Many people in the finance industry, such as financial advisors, are in the pretty position of making money whether their clients do or not. Their clients should remember whose boss and demand good performance.

Make Some Noise

Some people and institutions have the art of making money in the stock market licked. Personal trading coaches, financial advisors who take a percentage of assets, and companies that glean income from individuals who trade make money whether stocks go up or down (unlike the rest of us). They don’t have to buy and sell the stock market themselves. Rather, their profits are from others who invest in the market. They win no matter what.

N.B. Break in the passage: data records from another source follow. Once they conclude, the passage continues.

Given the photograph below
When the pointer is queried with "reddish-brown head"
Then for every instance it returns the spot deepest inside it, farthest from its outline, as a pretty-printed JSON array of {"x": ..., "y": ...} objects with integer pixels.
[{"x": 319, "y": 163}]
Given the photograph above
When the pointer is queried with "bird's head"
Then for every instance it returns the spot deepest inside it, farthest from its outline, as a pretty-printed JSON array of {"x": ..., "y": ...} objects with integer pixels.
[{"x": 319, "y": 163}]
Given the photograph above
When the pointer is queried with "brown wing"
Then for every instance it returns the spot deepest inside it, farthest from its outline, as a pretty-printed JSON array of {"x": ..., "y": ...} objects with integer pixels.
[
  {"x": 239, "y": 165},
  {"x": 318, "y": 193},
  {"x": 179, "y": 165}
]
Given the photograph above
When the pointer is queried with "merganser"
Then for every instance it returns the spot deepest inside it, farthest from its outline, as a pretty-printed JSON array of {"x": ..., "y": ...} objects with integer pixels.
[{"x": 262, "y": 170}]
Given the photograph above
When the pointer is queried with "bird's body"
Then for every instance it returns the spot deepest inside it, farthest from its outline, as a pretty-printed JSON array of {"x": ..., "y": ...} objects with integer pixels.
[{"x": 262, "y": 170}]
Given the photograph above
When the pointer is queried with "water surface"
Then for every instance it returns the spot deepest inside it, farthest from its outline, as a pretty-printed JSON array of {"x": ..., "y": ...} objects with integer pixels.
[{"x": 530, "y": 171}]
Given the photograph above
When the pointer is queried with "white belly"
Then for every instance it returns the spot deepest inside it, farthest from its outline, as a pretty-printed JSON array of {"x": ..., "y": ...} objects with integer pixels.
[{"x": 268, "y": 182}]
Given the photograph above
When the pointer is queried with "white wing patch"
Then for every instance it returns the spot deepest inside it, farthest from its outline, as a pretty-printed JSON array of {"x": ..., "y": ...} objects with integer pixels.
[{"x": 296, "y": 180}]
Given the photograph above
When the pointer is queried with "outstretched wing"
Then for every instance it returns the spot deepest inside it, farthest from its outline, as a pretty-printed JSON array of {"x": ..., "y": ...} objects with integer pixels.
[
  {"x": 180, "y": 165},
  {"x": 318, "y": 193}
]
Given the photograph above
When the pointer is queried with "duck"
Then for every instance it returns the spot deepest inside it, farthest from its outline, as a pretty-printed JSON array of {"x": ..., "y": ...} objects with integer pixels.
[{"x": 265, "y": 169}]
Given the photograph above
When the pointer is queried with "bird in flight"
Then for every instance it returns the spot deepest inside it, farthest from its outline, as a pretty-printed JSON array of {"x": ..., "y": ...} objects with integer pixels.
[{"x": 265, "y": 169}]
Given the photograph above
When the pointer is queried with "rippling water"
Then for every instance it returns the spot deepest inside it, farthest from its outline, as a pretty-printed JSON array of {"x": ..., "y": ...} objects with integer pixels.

Take for example, Denise Shull. Her company, TheReThinkGroup.net, will coach both independent and institutional traders to do it better by using psychology and neuroscience principles. Others who provide similar services are Richard Peterson and Frank Murtha. They make money whether their clients do or not, though if they didn’t provide some help, their regulars would terminate the service. The good thing here is that the cash their customers pay is limited. There is no public measure of their results, but my best bet is that they wouldn’t stay in business if they didn’t do some good.

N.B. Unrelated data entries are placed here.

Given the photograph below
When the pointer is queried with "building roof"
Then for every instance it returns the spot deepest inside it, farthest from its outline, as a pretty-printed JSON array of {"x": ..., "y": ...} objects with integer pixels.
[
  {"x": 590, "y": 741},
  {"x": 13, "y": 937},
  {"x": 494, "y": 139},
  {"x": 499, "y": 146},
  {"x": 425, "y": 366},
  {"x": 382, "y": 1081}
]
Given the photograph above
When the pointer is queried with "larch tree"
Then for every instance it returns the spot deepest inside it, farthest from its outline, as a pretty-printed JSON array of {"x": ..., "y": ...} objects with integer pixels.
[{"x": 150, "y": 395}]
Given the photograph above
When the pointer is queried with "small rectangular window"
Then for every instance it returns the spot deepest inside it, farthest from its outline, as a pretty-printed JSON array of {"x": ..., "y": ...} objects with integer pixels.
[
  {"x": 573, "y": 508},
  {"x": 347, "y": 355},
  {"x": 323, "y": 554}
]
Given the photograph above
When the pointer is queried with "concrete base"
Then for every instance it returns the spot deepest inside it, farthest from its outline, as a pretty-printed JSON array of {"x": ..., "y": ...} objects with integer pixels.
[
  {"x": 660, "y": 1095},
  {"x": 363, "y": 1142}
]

Financial advisors, on the other hand, are on shakier grounds. Their expertise is theoretically in picking winning portfolios. However, evidence is against them. Unmanaged mutual funds do better in the aggregate than managed ones, so why would financial advisors provide any value added service? Still, they make money because they get a percentage of their clients’ portfolio whether it has profit or loss every year, rain or shine. Some of you must be saying by now, “Where can I sign up?”

Brokerage houses are their own special kettle of fish. They make money too on every trade we make, whether we do or not. That is one reason that hyper traders, on average, make less money than occasional traders. They give up too much to their brokerage houses in fees.

Of course, we need financial advisors and brokerage houses. But note that we are the drivers. They are the providers. This means that we can direct them if we so choose, maybe not personally but certainly as a body. Sometimes it seems to me that this concept gets lost, not only on them, but on us.

Occupy Wall Street may have been right. Get verbal, even nasty and insist that your financial advisor and brokerage house is a servant to you, not the reverse. Those that skim too much off the top for their own pleasure at the expense of their clients need to hear about it and business brought elsewhere if needed. Then, only, will there be a change.